Ma recherche repose sur l’expérience clinique d’une dizaine de personnes, de médecins, de professeurs en médecine, biologistes, psychologues et psychiatres reconnus pour leurs intérêts face à l’origine des maladies ainsi que l’élaboration d’un protocole d’intervention émotionnelle en vue d’un retour à la santé. Ils considèrent tous qu’une  forte « émotion refoulée » dans l’inconscient est en grande majorité la source des symptômes physiques.

Ces chercheurs, auteurs, praticiens-cliniques exercent un leadership indéniable auprès de tous ceux et celles qui ont à cœur d’intégrer dans leur « guérison » la notion de « corps-esprit». Lorsqu’un protocole d’intervention-émotionnelle est suivi par la personne qui a reçu un pronostic d’incurabilité par le médecin, il ouvre des possibles d’actualisation d’une amélioration, voir d’un retour à la santé complet.

Aussi, je partage les connaissances actuelles de la science médicale sur l’origine des maladies (la majorité des recherches subventionnées, pour la plupart du temps par les compagnies pharmaceutiques, partent avec l’idée que le corps fonctionne comme une machine). En d’autres mots, leurs recherches ne tiennent pas compte du rôle de la psyché humaine. À l’inverse, plusieurs études démontrent l’existence de liens significatifs entre le corps et l’esprit. Pour ce groupe de chercheurs, ne pas tenir compte de cette dimension est une erreur aussi grossière que de nier le rôle des bactéries dans une maladie. Je relate les obstacles considérables auxquels sont confrontés ces chercheurs devant ce nouveau paradigme auprès de la communauté scientifique. Je soumets un « protocole d’intervention émotionnelle » que les personnes devront rajouter aux protocoles médicaux déjà préconisés par le médecin.

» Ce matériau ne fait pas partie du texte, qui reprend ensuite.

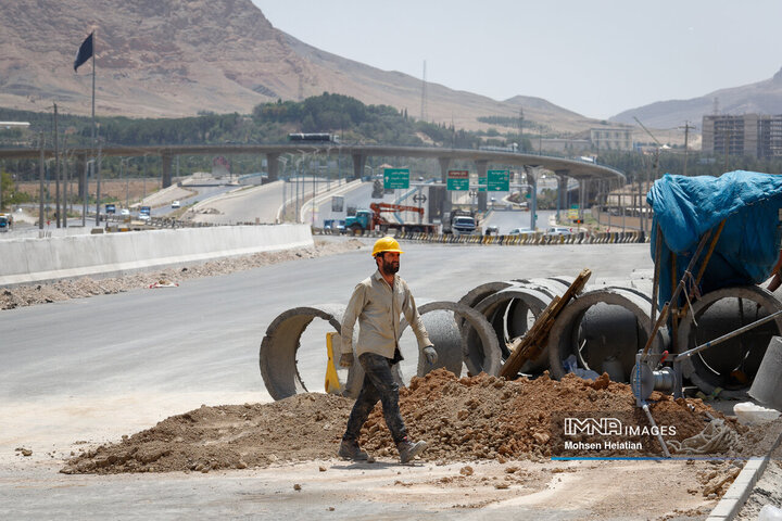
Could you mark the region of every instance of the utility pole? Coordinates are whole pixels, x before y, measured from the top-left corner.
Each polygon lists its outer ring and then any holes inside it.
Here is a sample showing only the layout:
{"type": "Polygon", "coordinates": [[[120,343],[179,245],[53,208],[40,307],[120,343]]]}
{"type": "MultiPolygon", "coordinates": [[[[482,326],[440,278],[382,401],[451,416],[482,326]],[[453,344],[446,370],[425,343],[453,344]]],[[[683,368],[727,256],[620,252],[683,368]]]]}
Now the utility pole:
{"type": "Polygon", "coordinates": [[[421,82],[421,122],[427,119],[426,60],[424,60],[424,81],[421,82]]]}
{"type": "Polygon", "coordinates": [[[38,164],[38,229],[43,229],[43,132],[38,132],[40,160],[38,164]]]}
{"type": "Polygon", "coordinates": [[[519,107],[519,152],[524,152],[524,109],[519,107]]]}
{"type": "Polygon", "coordinates": [[[56,227],[60,228],[60,134],[58,132],[56,103],[54,103],[54,208],[56,212],[56,227]]]}
{"type": "Polygon", "coordinates": [[[96,188],[96,226],[100,226],[100,170],[101,170],[101,160],[102,160],[102,150],[101,150],[101,142],[100,138],[98,138],[98,168],[96,173],[96,181],[97,181],[97,188],[96,188]]]}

Je souhaite accompagner particulièrement des personnes avec des pronostics « non-curables», mortels ou non, diagnostiqués officiellement par la médecine actuelle afin que je puisse ensuite témoigner de leurs succès via l’écriture d’un livre.  Le seul critère que j’évalue est  l’importance de sélectionner des personnes avec une « volonté de vivre » indéniable.

Pour fin d’écriture, je vais récolter des données d’observations, d’entrevues, d’un questionnaire et de documents obtenus auprès des médecins, des intervenants-thérapeutes et des personnes eux-mêmes. Je vais ensuite analyser ces données en comparant le pourcentage de guérisons entre les données déjà statistiquement établies par la communauté médicale i.e. NUL et celles obtenues par cette expérience.

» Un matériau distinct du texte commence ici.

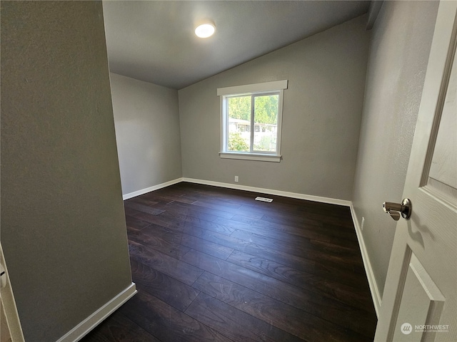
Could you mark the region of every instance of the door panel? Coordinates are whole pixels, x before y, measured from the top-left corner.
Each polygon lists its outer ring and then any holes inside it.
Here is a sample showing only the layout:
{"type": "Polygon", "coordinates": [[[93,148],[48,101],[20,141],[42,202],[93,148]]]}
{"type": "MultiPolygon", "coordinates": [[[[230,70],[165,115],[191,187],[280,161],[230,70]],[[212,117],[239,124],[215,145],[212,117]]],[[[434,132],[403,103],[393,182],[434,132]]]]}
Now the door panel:
{"type": "Polygon", "coordinates": [[[440,3],[376,341],[457,341],[456,16],[440,3]]]}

Je crois que cette expérience va permettre de constater que la conscientisation de l’émotion refoulée dans l’inconscient se traduira pour le malade par une amélioration marquée, voire complète de sa santé globale malgré le pronostic d’incurabilité émis par les connaissances établies par l’OMS.

Enfin, je souhaite démontrer la pertinence de mieux comprendre l’intégration d’une intervention de type émotionnel dans le processus de guérison en proposant d’établir une collaboration entre le médecin et le psychologue ou tout autre intervenant habilité à faire resurgir une émotion de l’inconscient et ce, quelle que soit la méthode utilisée.

Que cette expérience s’inscrive vers un nouveau paradigme, i.e. ouvrir des possibles vers le retour à la santé.